Prepare an SQL statement querystring against the DB and return it as an ODBC.Statement. This ODBC.Statement can then be executed once, or repeatedly in a more efficient manner than ODBC.execute!(dsn, querystring). Prepared statements can also support parameter place-holders that can be filled in dynamically before executing; this is a common strategy for bulk-loading data or other statements that need to be bulk-executed with changing simple parameters before each execution. Consult your DB/vendor-specific SQL syntax for the exact specifications for parameters.


# prepare a statement with 3 parameters marked by the '?' character
stmt = ODBC.prepare(dsn, "INSERT INTO cool_table VALUES(?, ?, ?)")

# a DataFrame with data we'd like to insert into a table
df = DataFrame(col1=[1,2,3], col2=[4.0, 5.0, 6.0], col3=["hey", "there", "sailor"])

for row = 1:size(df, 1)
    # each time we execute the `stmt`, we pass another row to be bound to the parameters
    ODBC.execute!(stmt, [df[row, x] for x = 1:size(df, 2)])

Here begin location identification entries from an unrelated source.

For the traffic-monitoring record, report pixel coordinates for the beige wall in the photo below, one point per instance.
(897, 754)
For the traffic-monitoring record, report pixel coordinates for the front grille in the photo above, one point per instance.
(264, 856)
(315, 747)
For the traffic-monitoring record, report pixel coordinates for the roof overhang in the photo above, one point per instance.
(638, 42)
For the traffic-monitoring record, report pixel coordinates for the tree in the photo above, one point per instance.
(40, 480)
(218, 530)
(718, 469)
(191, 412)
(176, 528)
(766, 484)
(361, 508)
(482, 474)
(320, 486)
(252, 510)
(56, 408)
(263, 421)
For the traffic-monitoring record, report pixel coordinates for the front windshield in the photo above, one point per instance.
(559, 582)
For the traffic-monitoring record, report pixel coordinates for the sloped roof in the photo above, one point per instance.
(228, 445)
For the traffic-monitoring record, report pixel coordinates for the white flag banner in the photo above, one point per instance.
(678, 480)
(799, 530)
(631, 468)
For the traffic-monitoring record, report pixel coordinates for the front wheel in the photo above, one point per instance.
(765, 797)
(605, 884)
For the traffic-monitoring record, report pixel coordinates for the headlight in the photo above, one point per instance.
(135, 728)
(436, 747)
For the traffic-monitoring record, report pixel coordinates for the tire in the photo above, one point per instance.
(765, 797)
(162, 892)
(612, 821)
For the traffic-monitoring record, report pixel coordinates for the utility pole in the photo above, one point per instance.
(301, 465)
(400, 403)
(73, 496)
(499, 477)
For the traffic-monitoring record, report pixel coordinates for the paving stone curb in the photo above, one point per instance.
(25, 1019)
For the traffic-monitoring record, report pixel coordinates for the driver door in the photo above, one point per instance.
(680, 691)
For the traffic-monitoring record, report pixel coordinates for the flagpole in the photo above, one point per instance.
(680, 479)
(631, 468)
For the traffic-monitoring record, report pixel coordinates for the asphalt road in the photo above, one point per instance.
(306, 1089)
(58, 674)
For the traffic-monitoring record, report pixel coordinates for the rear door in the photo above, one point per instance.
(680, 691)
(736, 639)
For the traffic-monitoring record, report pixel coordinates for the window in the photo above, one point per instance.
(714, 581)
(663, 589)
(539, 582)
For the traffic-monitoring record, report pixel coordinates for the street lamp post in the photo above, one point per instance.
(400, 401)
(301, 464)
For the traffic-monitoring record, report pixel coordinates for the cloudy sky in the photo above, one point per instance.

ODBC.execute!(dsn::ODBC.DSN, querystring::String) ODBC.execute!(stmt::ODBC.Statement) ODBC.execute!(stmt::ODBC.Statement, values)

ODBC.execute! provides a method for executing a statement against a DB without returning any results. Certain SQL statements known as "DDL" statements are used to modify objects in a DB and don't have results to return anyway. While ODBC.query can still be used for these types of statements, ODBC.execute! is much more efficient. This method is also used to execute prepared statements, as noted in the documentation for ODBC.prepare.



ODBC.Source(dsn::ODBC.DSN, querystring::String) => ODBC.Source

ODBC.Source is an implementation of a Data.Source in the DataStreams.jl framework. It takes a valid DB connection dsn and executes a properly formatted SQL query string querystring and makes preparations for returning a resultset.